Slave causes child process to hang

Got another slave issue that has been showing up on various slaves for awhile now (this is using 6.2.0 on Linux). Here’s the situation on one slave that’s currently stuck like this:

  • Slave has been running for a little over 6 days (i.e. not long).
  • From the user’s perspective, it finishes a task, dequeues another task, starts the child process, and then everything just stops.
  • The process it spawns is doing some bootstrapping, and then starting a Maya render process (this is a custom plugin).
  • Memory usage is not high.

The process tree looks roughly like this:

slave \_ bash \_ python \_ maya

  • When inspecting the tree of processes using strace, it appears that the slave is failing to properly flush or otherwise handle output from its child process(es).
  • The Maya process is blocked on a write syscall (trying to write some of its normal process output to stdout during startup).
  • The slave and launcher processes are both sitting on futex(xxx, FUTEX_WAIT_PRIVATE, ...) syscalls.
  • Most tellingly: The output shown in the slave log (when connecting remotely or just tail-ing its local log file) is not up to date with the latest output from the child processes.

If I cancel one of these stuck tasks (or it times out after being stuck for the duration of the job’s task timeout), the slave sometimes picks up its next task without incident, even if that ends up being the same task.

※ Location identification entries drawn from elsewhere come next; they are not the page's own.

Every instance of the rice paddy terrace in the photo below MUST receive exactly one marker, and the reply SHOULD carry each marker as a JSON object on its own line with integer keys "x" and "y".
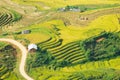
{"x": 71, "y": 45}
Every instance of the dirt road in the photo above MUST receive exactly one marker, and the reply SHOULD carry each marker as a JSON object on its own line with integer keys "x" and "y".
{"x": 23, "y": 57}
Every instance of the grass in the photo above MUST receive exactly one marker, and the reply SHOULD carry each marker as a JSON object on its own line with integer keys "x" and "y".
{"x": 42, "y": 4}
{"x": 112, "y": 63}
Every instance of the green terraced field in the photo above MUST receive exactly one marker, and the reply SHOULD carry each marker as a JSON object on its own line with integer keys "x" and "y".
{"x": 72, "y": 45}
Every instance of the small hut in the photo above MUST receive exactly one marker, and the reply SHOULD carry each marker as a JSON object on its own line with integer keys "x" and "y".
{"x": 32, "y": 47}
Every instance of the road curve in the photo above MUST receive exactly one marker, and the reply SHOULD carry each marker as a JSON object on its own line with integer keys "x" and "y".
{"x": 23, "y": 57}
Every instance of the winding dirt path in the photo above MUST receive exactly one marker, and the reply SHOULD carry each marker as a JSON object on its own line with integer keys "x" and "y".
{"x": 23, "y": 58}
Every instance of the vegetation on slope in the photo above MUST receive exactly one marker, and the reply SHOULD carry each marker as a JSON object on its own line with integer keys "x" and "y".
{"x": 7, "y": 60}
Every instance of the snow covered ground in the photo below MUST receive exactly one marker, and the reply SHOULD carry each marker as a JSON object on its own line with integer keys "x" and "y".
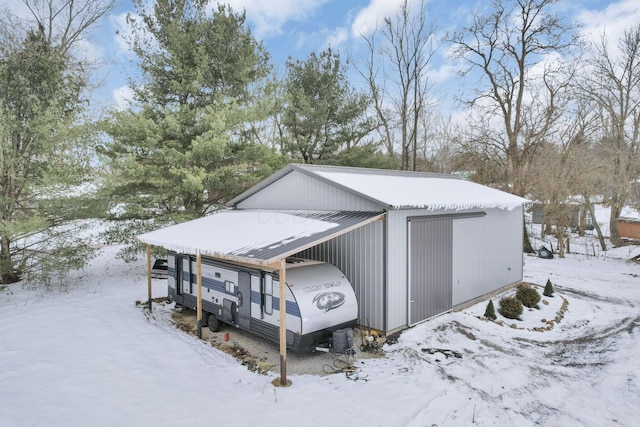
{"x": 89, "y": 356}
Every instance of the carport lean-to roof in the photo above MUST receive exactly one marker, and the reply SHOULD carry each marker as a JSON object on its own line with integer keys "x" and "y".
{"x": 258, "y": 237}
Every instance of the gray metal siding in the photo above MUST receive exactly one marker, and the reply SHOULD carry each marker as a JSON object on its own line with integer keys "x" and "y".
{"x": 430, "y": 252}
{"x": 299, "y": 191}
{"x": 487, "y": 254}
{"x": 486, "y": 257}
{"x": 359, "y": 254}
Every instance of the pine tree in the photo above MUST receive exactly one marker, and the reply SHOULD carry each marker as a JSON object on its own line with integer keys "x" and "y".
{"x": 490, "y": 312}
{"x": 183, "y": 147}
{"x": 548, "y": 289}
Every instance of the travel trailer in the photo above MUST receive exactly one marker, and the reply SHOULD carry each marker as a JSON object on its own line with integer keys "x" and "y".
{"x": 320, "y": 299}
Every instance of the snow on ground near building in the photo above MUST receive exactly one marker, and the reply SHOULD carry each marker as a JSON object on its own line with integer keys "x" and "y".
{"x": 90, "y": 356}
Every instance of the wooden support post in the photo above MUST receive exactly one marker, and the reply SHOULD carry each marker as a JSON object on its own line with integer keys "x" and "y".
{"x": 199, "y": 283}
{"x": 149, "y": 275}
{"x": 283, "y": 324}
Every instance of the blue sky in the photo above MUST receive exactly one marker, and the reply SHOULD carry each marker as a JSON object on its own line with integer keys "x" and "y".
{"x": 297, "y": 27}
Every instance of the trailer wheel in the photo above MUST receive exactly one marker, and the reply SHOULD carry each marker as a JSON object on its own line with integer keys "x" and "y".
{"x": 214, "y": 323}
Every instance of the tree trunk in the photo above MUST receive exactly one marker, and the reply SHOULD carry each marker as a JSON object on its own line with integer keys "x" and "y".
{"x": 613, "y": 224}
{"x": 603, "y": 245}
{"x": 527, "y": 248}
{"x": 7, "y": 274}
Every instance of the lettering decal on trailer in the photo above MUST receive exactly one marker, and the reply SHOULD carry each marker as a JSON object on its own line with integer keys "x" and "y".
{"x": 329, "y": 300}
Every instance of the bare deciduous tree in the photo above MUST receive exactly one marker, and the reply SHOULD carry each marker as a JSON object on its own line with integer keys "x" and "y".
{"x": 397, "y": 74}
{"x": 65, "y": 22}
{"x": 516, "y": 53}
{"x": 612, "y": 83}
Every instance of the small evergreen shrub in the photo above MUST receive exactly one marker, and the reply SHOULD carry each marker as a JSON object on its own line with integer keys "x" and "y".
{"x": 528, "y": 296}
{"x": 490, "y": 312}
{"x": 510, "y": 307}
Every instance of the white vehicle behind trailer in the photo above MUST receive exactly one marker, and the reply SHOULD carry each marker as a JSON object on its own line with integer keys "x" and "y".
{"x": 320, "y": 299}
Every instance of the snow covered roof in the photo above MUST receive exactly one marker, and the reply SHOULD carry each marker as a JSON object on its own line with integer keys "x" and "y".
{"x": 256, "y": 236}
{"x": 394, "y": 189}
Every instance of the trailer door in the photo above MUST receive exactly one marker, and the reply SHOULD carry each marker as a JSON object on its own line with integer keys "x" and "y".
{"x": 244, "y": 300}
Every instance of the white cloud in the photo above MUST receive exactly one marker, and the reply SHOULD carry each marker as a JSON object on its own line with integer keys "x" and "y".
{"x": 123, "y": 97}
{"x": 612, "y": 20}
{"x": 336, "y": 37}
{"x": 268, "y": 17}
{"x": 370, "y": 17}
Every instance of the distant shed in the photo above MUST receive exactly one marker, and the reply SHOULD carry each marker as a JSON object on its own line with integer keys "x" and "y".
{"x": 430, "y": 242}
{"x": 629, "y": 228}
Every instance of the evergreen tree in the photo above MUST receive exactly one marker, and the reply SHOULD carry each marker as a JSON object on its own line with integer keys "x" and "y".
{"x": 548, "y": 289}
{"x": 490, "y": 312}
{"x": 44, "y": 155}
{"x": 181, "y": 150}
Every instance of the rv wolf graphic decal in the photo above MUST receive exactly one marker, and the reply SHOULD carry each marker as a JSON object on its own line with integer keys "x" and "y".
{"x": 329, "y": 300}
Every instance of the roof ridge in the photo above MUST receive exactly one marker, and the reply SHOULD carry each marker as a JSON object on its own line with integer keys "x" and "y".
{"x": 375, "y": 171}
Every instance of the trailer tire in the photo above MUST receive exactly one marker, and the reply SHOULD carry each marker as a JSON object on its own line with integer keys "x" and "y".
{"x": 214, "y": 323}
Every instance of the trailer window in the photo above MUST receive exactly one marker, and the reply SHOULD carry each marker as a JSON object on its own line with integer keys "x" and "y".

Other times, the hanging behavior will repeat itself, wasting another N hours.

Hey sir! Sorry for the delay here, I meant to respond yesterday morning.

Thanks for being so thorough here. I guess the next step is working through each part of the chain. I’ve seen weird problems with standard output going missing for Python running through Bash.

Would you be willing to post an example of this chain for me so I can try running it on our farm? Basically just the Bash and Python scripts.

I’m bad for missing forum stuff, so if you ever need to ping me, you can send things over to edwinamsler@thinkboxsoftware.com.

Hey Edwin, no worries about the delay. I’m going to follow up with you via email.